Although many studies have been reported on the isolation and identification of DNJs and their derivatives derived from microorganisms, there have been few studies on the biosynthesis of DNJ such as biosynthetic enzymes and pathways. So far, DNJ biosynthesis studies have been obtained from the results of isotopic labeling experiments, and there have been very few studies to isolate the genes involved in DNJ biosynthesis and to identify the enzymes involved. Recently, an anticipated operon consisting of amino-transferase (GabT1), phosphatase (Yktc1), and oxidoreductase (GutB1) was isolated from B. subtilis MORI 3K-85, which is a minimal biosynthetic gene cluster of DNJ (Kang et al., 2011).

Considering DNJ biosynthesis and its utility as an? -Glucosidase inhibitor derived from Bacillus sp. , The development of functional foods containing DNJ itself or containing DNJ itself may be of interest. The availability of DNJ is supported by previous reports that some Bacillus species ( B. subtilis B2 and B. subtilis MORI) producing DNJ were derived from traditional Chinese fermented beverage (okara) and Korean traditional fermented foods (soybean and Chungkookjang) (Zhu et al., 2008; Kim et al., 2011). However, little research has been done on the application of DNJ-producing Bacillus to functional foods.

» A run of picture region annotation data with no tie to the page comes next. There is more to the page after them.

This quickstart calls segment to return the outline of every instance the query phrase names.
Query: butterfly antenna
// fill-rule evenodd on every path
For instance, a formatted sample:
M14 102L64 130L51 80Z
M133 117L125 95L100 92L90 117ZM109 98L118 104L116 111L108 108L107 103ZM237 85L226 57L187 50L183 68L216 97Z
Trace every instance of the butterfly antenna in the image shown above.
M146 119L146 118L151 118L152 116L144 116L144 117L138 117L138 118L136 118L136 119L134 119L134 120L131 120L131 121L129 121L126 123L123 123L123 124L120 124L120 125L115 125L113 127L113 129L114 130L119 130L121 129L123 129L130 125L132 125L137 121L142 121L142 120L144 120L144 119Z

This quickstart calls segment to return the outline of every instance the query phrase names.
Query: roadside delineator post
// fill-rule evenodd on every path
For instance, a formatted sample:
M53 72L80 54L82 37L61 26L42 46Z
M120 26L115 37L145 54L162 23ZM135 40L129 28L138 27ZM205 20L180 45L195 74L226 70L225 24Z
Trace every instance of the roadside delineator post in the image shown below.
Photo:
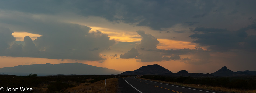
M106 92L107 92L107 83L106 83L106 79L105 79L105 86L106 86Z

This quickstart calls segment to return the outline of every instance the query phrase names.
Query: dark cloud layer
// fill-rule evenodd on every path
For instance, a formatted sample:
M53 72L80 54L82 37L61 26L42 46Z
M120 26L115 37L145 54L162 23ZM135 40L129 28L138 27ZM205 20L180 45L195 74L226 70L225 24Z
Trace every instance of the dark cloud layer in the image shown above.
M222 21L223 20L221 19L228 19L230 17L248 17L248 15L255 15L254 13L251 12L250 14L244 13L245 12L252 11L253 9L255 8L253 4L255 3L255 1L2 1L0 2L0 8L37 14L55 14L67 11L85 17L100 17L114 23L122 21L137 26L148 26L153 30L161 31L177 23L183 23L188 21L198 21L201 20L201 19L207 19L209 18L206 17L209 15L221 17L219 21ZM226 13L228 12L230 13ZM232 16L230 16L231 15ZM235 23L233 22L226 22L231 24ZM191 26L193 24L195 24L189 25Z
M184 49L178 50L161 50L157 48L159 44L157 38L152 35L145 33L142 31L137 31L138 34L142 37L141 42L133 48L124 54L120 55L120 58L134 58L142 62L159 61L163 60L181 60L181 62L192 64L201 64L209 63L211 57L209 53L201 48ZM192 54L190 60L185 60L188 58L181 58L179 55ZM167 56L171 56L169 57Z
M255 26L256 24L254 23L234 31L215 28L197 28L193 31L195 33L189 37L197 39L192 42L210 46L208 49L214 51L238 49L256 51L256 36L250 35L246 32L250 29L256 32Z

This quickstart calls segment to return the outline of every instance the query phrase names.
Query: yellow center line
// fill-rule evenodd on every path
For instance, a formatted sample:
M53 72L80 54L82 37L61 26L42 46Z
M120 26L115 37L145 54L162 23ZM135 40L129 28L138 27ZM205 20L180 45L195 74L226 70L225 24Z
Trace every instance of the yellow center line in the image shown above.
M160 87L160 88L164 88L164 89L167 89L167 90L171 90L171 91L172 91L174 92L176 92L176 93L182 93L182 92L179 92L179 91L175 91L175 90L170 90L170 89L167 89L167 88L163 88L163 87L160 87L158 86L156 86L156 85L154 85L154 86L155 86L155 87Z

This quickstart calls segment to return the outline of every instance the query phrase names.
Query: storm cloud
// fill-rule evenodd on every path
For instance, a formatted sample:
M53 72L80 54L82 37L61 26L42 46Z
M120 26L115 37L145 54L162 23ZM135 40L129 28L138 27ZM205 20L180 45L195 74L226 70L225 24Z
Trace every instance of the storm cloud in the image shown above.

A variety of compounds exhibiting inhibition of? -glucosidase have been chemically synthesized or extracted from natural products such as xanthone derivatives and salacinol. However, this approach has been associated with side effects such as hepatic disorder and low yield (Murai et al., 2002). Thus, the alpha -glucosidase inhibitor is S. hygroscopicus var. limoneus Derived validamycin (Iwasa et al., 1970) and Actinoplanes sp. Although the actinomycetes have been developed with a focus on actinomycetes as in the case of acarbose (Degwert et al., 1987), these actinomycetes are not suitable for application in the food industry even though they produce an? -Glucosidase inhibitor.

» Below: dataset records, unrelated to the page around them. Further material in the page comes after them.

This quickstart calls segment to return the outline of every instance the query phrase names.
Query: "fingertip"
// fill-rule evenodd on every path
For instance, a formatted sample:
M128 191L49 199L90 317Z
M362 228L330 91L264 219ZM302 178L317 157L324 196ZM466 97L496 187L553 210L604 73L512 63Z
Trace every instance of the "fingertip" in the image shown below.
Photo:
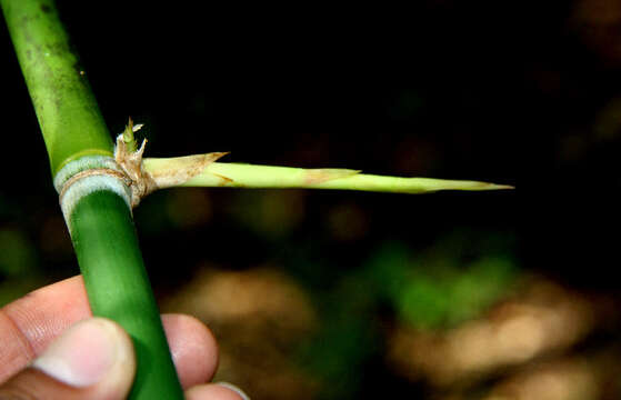
M250 400L241 389L231 383L199 384L186 391L186 400Z
M181 386L210 381L218 368L218 343L211 330L186 314L163 314L162 323Z

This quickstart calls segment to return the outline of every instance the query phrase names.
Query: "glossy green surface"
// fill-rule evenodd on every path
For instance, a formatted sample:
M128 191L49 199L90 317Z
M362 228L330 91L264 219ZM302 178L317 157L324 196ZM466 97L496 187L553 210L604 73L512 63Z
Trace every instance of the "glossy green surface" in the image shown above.
M131 399L183 399L124 201L110 191L82 198L71 238L93 314L119 322L139 362Z

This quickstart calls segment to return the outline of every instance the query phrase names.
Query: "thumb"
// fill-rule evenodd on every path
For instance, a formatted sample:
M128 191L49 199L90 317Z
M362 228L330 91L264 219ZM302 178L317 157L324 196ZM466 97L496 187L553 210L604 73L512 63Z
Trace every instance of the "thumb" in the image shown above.
M80 321L0 387L0 399L124 399L136 373L131 339L103 318Z

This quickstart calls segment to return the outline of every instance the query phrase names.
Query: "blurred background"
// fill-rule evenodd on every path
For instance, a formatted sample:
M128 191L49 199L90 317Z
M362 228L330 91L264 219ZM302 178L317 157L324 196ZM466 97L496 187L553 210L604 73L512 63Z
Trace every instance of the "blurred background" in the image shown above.
M621 3L58 3L111 132L144 123L150 157L517 187L147 198L161 308L213 330L218 380L259 400L619 398ZM0 54L4 304L78 267L4 26Z

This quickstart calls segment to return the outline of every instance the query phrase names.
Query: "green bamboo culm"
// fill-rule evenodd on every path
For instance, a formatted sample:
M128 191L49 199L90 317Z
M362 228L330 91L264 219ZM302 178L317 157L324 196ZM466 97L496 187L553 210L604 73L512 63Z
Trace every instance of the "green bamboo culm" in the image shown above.
M0 0L43 133L52 176L113 163L113 147L52 0ZM87 160L83 162L82 160ZM90 160L90 161L89 161ZM80 168L71 168L80 163ZM144 270L122 180L99 182L63 206L93 314L133 339L138 370L130 399L183 399ZM116 182L108 186L108 181ZM103 182L103 183L102 183ZM78 186L73 192L79 192ZM120 189L119 189L120 187ZM57 189L60 189L57 187ZM67 196L66 196L67 197Z

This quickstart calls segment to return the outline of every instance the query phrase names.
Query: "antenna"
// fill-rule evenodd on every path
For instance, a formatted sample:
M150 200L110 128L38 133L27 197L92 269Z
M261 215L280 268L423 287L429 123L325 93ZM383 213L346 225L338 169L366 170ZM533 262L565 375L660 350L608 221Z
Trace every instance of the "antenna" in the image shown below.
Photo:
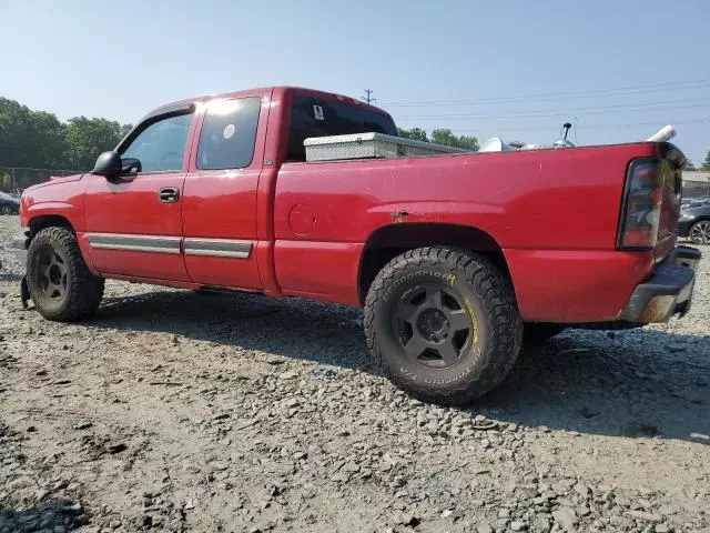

In the present invention, the inventors disclose a DNJ biosynthesis gene cluster derived from B. amyloliquefaciens irradiated from Korean traditional fermented foods based on PCR reaction. The inventors also provide optimal culture conditions for the best DNJ production. The inventors also tried to apply B. amyloliquefaciens , which produces DNJ, to soybean fermented foods having enhanced? -Glucosidase inhibitory activity.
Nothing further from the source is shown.